Andrea Boretti, capo della stazione del Soccorso alpino, fu tra i primi a intervenire: è caduta la funivia, mi dissero. Otto ore a recuperare salme, pareva irreale

La tragedia del Mottarone in tre scatti

La tragedia del Mottarone in tre scatti

Stresa (Verbano-Cusio-Ossola) -  Per una strada sterrata, circondata da abeti antichi, inseguendo il ricordo di quella domenica 23 maggio di un anno fa. La stessa strada percorsa dalla fila dei carri funebri in serata, al primo epilogo del dramma. Un freddo improvviso, quasi innaturale per la stagione, l’attesa per le emozioni dell’ultima giornata di campionato, non avevano frenato l’arrivo di quel piccolo popolo sereno in uno dei luoghi canonici del turismo lombardo-piemontese: il Mottarone. Una mandria che cala da un alpeggio. Gli ombrelloni degli appassionati di aeromodellismo. I resti del nastro che transennava l’area. Sullo sterrato sassi grossi come spuntoni, pozzanghere come laghetti, pigne. Un albero coricato sul tetto di una baita, come a schiacciarla.

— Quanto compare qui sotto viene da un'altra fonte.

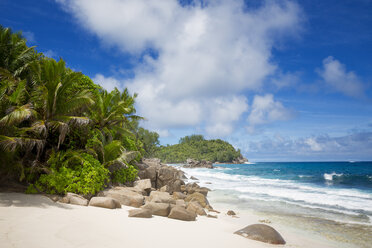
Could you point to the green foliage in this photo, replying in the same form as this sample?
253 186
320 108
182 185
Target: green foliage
125 175
48 111
196 147
73 172
150 141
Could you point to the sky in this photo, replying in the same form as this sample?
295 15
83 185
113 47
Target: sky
280 80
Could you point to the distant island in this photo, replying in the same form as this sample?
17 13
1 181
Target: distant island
198 148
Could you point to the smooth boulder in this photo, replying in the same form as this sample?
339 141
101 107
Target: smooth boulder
198 197
140 213
179 195
75 199
263 233
161 209
195 208
125 195
104 202
180 213
161 197
144 185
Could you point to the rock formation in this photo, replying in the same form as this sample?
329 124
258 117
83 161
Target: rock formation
191 163
262 232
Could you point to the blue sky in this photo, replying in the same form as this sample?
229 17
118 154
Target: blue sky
281 80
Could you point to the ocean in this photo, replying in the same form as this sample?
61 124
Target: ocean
331 198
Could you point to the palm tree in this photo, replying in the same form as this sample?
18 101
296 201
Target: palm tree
56 108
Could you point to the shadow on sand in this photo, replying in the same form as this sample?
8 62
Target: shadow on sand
25 200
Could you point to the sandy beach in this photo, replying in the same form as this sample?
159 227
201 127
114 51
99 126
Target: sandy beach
36 221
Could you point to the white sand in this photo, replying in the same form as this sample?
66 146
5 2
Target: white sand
35 221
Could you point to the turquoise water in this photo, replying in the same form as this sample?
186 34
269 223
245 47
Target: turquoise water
333 199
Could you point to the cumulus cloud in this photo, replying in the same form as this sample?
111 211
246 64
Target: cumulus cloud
50 53
265 110
336 76
223 113
354 146
30 36
207 55
108 83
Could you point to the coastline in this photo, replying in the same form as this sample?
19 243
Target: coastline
37 221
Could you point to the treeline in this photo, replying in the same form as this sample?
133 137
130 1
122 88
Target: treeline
196 147
60 132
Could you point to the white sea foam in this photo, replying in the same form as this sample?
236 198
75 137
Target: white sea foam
346 201
330 176
249 163
302 176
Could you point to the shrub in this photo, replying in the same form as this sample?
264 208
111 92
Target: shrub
73 172
125 175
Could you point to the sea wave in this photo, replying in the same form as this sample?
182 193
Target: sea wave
341 200
329 177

Libera i primi ricordi Andrea Boretti, da tre anni responsabile della stazione di Omegna del Soccorso alpino. "Ero in giro in mountain bike. Mi ha chiamato la nostra centrale di Torino. Subito una informazione precisa, terribile: “È caduta la funivia del Mottarone”. Siamo partiti in tre o quattro. Ci siamo ritrovati in una quindicina". La stele con i nomi delle quattordici vittime, ancora coperta in attesa della cerimonia di oggi. Due monconi della fune traente tagliano la strada come lunghi serpenti neri. L’impianto con il cavo che penzola nel vuoto. Il pilone numero 3.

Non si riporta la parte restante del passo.